You’re standing in line 6 feet apart, waiting to get back into the gym clutching your ice-cold pre-workout, new gym bag, and fresh fit (because quarantine online shopping).
You wait for approximately 33 minutes. Perfect timing for your pre-workout to kick in.
You have to polish off the last bit so you lift up your mask to do so.
There are too many people over by your favorite dumbbell rack- so lucky you, you get a squat rack all to yourself (even though you planned on hitting shoulders)
You start squatting. You warm-up. Bar. 135, 225, 315 x10. It’s the first time you’ve had a bar on your back in 3 months.
The next day- you physically cannot move. “HELL YES SCORE! I LOVE THIS FEELING”.
The next week, the same scenario goes down, but you decide to jump up by 20 lbs ea side (that’s a 40lbs jump), & completely wreck yourself so you don’t revisit squats for some time… bringing you below square 1.

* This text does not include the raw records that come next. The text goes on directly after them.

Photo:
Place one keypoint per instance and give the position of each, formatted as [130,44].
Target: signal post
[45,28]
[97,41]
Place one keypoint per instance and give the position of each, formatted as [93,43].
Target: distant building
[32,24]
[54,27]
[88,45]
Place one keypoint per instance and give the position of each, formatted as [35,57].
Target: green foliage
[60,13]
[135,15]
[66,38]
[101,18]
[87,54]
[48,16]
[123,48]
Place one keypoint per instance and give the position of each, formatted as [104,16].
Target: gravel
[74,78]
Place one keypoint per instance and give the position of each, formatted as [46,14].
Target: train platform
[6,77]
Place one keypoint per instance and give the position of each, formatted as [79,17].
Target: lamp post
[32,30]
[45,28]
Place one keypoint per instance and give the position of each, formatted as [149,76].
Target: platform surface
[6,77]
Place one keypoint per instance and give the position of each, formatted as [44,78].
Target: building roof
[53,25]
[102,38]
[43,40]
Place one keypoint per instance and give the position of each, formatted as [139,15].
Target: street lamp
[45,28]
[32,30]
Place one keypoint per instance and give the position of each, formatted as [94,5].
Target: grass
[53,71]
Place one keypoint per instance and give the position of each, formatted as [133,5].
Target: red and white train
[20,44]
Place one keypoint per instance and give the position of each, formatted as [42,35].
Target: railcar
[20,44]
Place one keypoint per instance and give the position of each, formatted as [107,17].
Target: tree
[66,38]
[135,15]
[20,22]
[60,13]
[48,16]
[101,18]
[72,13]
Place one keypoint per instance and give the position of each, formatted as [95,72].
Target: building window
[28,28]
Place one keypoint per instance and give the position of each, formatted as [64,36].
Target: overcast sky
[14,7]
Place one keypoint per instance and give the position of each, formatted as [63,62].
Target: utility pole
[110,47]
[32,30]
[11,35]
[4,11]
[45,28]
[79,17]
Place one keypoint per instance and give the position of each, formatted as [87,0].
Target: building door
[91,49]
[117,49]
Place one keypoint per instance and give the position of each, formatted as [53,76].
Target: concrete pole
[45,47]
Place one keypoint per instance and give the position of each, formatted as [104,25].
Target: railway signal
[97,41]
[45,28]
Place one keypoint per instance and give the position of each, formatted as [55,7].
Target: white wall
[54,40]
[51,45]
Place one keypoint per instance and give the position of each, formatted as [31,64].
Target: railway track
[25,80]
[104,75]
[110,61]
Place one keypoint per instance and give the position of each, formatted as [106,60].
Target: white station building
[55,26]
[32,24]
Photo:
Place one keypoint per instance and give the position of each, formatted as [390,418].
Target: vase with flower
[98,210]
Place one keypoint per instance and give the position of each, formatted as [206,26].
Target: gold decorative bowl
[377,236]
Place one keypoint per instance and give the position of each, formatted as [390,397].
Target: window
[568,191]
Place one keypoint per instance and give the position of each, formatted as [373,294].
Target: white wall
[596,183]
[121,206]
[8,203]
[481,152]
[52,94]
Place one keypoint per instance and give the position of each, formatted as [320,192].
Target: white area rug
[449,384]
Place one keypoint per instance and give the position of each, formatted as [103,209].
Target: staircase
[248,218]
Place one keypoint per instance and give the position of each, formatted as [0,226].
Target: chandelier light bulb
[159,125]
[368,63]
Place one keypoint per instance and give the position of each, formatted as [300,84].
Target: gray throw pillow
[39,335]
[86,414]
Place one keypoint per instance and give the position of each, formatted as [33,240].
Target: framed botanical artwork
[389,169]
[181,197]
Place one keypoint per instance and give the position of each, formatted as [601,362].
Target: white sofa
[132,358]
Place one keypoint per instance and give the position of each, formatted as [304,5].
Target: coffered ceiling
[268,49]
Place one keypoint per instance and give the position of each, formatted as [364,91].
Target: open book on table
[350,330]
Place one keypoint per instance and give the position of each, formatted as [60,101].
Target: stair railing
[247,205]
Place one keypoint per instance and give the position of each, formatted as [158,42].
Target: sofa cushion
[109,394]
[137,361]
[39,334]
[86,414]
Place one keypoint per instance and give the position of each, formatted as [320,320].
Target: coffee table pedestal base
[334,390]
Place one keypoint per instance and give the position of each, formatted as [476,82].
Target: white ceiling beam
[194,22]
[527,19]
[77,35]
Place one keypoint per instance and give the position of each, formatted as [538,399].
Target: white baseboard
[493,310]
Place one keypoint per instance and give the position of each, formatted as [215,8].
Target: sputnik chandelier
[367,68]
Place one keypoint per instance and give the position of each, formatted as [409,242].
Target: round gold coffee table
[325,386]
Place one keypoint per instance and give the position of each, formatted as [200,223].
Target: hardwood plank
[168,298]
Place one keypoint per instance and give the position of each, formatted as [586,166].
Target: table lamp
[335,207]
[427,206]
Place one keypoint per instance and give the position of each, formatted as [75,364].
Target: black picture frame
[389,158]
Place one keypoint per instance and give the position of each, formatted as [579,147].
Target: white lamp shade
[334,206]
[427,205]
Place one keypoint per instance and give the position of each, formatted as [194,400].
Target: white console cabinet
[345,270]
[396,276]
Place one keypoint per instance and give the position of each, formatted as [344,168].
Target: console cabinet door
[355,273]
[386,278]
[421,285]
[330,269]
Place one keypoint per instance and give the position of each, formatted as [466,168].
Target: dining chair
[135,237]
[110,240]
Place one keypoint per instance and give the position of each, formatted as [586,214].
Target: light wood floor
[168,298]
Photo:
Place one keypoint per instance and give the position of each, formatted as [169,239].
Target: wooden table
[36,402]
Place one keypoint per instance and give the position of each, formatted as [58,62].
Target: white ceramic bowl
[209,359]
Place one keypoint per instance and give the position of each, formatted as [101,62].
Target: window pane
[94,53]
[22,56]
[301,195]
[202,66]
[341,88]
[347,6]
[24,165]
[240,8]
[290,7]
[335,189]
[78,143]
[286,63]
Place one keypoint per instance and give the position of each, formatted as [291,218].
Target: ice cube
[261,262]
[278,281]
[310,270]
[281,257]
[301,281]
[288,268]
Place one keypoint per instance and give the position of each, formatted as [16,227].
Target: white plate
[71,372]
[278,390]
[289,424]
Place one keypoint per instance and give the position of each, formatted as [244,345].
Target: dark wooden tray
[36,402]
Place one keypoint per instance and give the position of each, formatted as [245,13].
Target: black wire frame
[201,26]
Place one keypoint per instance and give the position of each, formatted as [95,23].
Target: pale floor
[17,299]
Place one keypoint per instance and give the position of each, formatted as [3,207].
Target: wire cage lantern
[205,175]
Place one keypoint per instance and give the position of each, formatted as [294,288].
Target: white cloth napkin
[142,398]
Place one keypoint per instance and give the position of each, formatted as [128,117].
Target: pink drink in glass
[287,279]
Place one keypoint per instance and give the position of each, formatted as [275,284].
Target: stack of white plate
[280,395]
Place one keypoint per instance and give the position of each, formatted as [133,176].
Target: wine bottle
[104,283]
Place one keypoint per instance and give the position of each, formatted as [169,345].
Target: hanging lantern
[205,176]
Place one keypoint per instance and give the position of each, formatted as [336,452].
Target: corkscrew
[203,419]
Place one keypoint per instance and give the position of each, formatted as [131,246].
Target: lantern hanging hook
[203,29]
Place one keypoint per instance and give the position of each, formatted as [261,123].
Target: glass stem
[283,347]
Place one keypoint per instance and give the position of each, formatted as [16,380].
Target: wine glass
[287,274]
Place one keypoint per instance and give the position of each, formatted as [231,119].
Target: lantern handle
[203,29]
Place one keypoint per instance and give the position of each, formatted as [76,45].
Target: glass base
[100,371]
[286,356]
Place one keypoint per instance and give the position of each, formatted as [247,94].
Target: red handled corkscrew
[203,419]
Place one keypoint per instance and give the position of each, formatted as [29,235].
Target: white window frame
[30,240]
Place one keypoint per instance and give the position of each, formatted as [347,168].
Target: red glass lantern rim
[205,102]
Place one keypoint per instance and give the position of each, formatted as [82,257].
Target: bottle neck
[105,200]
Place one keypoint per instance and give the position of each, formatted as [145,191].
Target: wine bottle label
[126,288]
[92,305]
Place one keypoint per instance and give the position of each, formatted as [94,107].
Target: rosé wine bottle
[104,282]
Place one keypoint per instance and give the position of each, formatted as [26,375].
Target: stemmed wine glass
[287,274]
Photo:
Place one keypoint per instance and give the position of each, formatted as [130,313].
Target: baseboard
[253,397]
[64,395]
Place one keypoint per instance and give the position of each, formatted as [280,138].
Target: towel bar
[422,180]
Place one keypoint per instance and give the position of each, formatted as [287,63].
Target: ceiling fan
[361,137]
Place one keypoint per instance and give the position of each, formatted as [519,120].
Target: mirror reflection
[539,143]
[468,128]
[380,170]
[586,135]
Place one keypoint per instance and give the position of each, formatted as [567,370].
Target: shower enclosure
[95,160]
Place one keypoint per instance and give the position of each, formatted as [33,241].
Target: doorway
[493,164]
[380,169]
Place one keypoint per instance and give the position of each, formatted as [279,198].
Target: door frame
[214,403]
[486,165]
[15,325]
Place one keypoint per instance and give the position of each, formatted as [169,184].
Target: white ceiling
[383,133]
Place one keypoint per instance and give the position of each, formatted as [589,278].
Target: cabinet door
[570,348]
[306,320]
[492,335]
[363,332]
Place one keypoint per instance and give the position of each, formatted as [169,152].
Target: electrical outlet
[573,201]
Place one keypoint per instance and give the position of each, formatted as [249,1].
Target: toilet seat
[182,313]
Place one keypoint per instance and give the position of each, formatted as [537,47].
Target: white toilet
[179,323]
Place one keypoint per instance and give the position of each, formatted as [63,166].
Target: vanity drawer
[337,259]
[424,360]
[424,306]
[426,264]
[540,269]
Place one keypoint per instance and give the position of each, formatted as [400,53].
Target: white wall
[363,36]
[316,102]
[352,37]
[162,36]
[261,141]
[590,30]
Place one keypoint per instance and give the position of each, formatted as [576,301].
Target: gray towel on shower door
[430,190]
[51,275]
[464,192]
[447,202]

When I made my post about Maximal Recoverable Volume (MRV) last week, it was really well received. However, it left people thinking…how do I know what my MRV would even be?
The best way to determine your MRV would be to slowly progress yourselves until there is performance reduction.
Let’s say you’re squatting 225 for sets of 10, and you add 1 set per week, and you can no longer hit the 10 reps, then you’ve reached a point where you pushed past your MRV.
Or another way, which is more biofeedback related, is to go through a mental checklist:
-Do things feel unnecessarily heavy?
-Is my desire to train way too low?
-Is sleep off track and hunger down?
With finding the magic number of sets and reps, it takes time. You won’t get it down 4,6, or even 8 weeks back into the gym.
It will take several cycles to figure out your MRV
Especially, now, volume tolerance is highly variable with the type of training you 1.) like to do, 2.) external stress, 3.) nutrition, 4.)how detrained you are
There is no easy formula.
You must progress, but pay attention to performance and internal markers of increasing too much too fast.
Don’t be that guy/gal praising yourself for crawling out the gym the first day.
It doesn’t do you any good if you don’t come back until a week later!